Alex Pilosov alex at pilosoft.com
Mon Nov 12 12:36:07 EST 2007


On Mon, 12 Nov 2007, Miles Nordin wrote:

> It's a lot of extra work, complexity, and user-support to set up
> something like that with IPv6---custom infrastructure, built for the
> ``experiment,'' just to assign in this strange way.  The registry's
> address handout rules give no incentive for assigning longer than /56. I
> can't think of any reason NTT would work so hard, unless they
> intentionally want to stop home users from having reachable global
> addresses.  Maybe there's some other reason I can't imagine.  but, it is
> really a lot of work for no obvious benefit to them.
What Miles said. Note that with IPv6, the last 64 bits are the host 
address and only first 64 bits can be routed on. So, it makes no 
sense to limit customer to /128, when nobody can use the rest of /64. 
What is really happening is ipv6 autoconfiguration assigns a random 
last-64-bits of the address so customer looks like they have /128 address. 
That, however, doesn't mean they can't have any other address in /64: they 
can just assign it manually.

Given the chance of NTT being that strict with IP utilization, or random 
BSD user in Japan being simply confused because he got a /128, I'll take 
latter.

> In view of the above, I'd say you have it backwards.  I think the
> imagined and unimagined usefulness of it to home users is exactly the
> reason it's _not_ happening.  It's threatening to the biggest ISP's,
> though I don't know why.  Imagined reasons:
Conspiracy is overrated. There isn't any. There's just natural resistance 
to change.

>  * The one we care about: they sell static addresses and sell port
>    unblocking for huge per-profit fees, like double what Interweb
>    users pay.  They don't want a second-class v6 hosting option to
>    exist.
a) additional IPs is a tax on users who want something special, and likely 
to tax our support by doing something special. It isn't really a big 
profit center.

b) We can still block incoming ipv6 so you can't run servers anyway and 
charge you extra money to unblock, so that's not really impediment ;)

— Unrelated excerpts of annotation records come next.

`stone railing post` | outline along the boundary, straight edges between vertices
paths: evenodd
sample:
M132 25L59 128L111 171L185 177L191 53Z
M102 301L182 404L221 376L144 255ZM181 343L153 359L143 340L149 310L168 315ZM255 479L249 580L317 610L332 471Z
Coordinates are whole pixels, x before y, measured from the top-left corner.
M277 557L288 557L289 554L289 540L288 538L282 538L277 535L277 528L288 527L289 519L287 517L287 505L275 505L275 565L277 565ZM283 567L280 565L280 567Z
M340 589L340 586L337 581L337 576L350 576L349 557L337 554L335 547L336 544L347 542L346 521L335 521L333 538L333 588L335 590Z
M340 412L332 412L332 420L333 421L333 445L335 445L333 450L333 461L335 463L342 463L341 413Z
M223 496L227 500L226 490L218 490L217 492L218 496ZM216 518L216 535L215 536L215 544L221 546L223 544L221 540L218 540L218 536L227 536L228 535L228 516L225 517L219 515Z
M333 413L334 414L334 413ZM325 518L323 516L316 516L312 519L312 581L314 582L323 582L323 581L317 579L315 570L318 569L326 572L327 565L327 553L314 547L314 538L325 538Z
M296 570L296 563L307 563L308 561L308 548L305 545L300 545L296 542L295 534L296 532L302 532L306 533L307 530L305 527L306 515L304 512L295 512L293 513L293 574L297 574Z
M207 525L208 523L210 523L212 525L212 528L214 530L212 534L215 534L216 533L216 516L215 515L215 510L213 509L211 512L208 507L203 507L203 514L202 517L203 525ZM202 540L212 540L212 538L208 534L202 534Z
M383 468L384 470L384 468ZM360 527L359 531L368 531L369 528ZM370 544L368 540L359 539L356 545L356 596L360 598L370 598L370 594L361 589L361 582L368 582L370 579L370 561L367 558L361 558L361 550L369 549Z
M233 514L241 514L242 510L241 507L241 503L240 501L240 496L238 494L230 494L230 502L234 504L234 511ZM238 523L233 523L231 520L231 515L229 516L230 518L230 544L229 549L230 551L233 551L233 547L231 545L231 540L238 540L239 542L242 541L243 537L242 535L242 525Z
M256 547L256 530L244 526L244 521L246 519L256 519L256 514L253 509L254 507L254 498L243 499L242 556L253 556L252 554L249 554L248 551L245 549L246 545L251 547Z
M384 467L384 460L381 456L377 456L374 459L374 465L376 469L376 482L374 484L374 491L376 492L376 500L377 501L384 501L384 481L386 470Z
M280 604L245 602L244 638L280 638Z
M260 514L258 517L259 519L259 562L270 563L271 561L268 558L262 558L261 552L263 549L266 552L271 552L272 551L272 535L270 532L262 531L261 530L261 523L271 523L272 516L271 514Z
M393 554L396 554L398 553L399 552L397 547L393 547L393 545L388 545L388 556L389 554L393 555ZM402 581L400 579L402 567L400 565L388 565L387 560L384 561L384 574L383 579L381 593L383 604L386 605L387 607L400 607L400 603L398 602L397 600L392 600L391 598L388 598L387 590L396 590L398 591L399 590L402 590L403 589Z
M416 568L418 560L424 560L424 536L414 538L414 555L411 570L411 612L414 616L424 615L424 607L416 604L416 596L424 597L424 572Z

>  * They want a clear distinction between hosting and browsing, so the
>    browser ISP Level 3 can charge the hosting ISP Cogent for their
>    users?  
What does that have to do with v6.

>  * They don't want filesharing to work without setting up complicated
>    port-mapping mumbo jumbo?  (probably more the cable company than
>    the phone company though)
What does that have to do with v6.
I don't think any filesharing protocols are v6-enabled anyway ;)

>  * They're afraid of a plug-in ``hosting appliance?''  
What does that have to do with v6.

>  * They want to mediate your communication by making sure everyone
>    meets each other on some web ``property'', youtube, itunes,
>    myspace, iDisk.mac.com, gmail---no direct communication between
>    houses?  
What does that have to do with v6.
> 
>  * They have long-term plans to move your data off your computers and
>    onto theirs, and then rent it back to you?  
What does that have to do with v6.

>  * They're blindly afraid of applications they can't imagine
>    threatening their own web ``properties''?
What does that have to do with v6.
<snip>

> Next, an earlier slide said the plan for the last stages of the v4
> crunch is a cap-and-trade system like carbon emissions.  Your
> number-rental fees will go up and down each month like the price of a
> kilowatthour.  There could be speculation, international trade, a
> heavily-regulated market full of complicated tricks for sophisticated
> players.  I think Alex's ``important'' people find this sort of thing
> infinitely more exciting than IPv6.
If we get to this point, it will *suck*. For everyone. Nobody wants it. It
will be lame, annoying and ridiculous. Many carriers *do* realize that we
are on a train going full speed ahead and there's a brick wall 3-4 years
from now.  However, nobody wants to blink first and get off v4 train onto
v6 train.

>     ys> "IPv6 all connects the electric stuff at your home together!
>     ys> TVs, ACs, and lamps..."
> 
> in reality it connects together all the many ``boxes'' the cable
> company gives you as they slowly take over everything in your home.
> phones, stereo, three televisions, all your computers.  There aren't
> enough rfc1918 addresses, and they want to retain central control of
>
> all your appliances even after you buy them.  It complicates things for
> them to reuse addresses between homes.  The devices might not even be on
> the Internet, but their own corporate/customer network is so big---as
> single companies buy up the infrastructure of entire nations and
> continents, the real technical need is for a convenient way of assigning
> bigger blocks of numbers than a /8 to a single entity.
There's more than one way to do things, v6 not required to enable it. The 
real pressing problem is the v4 space exhaustion.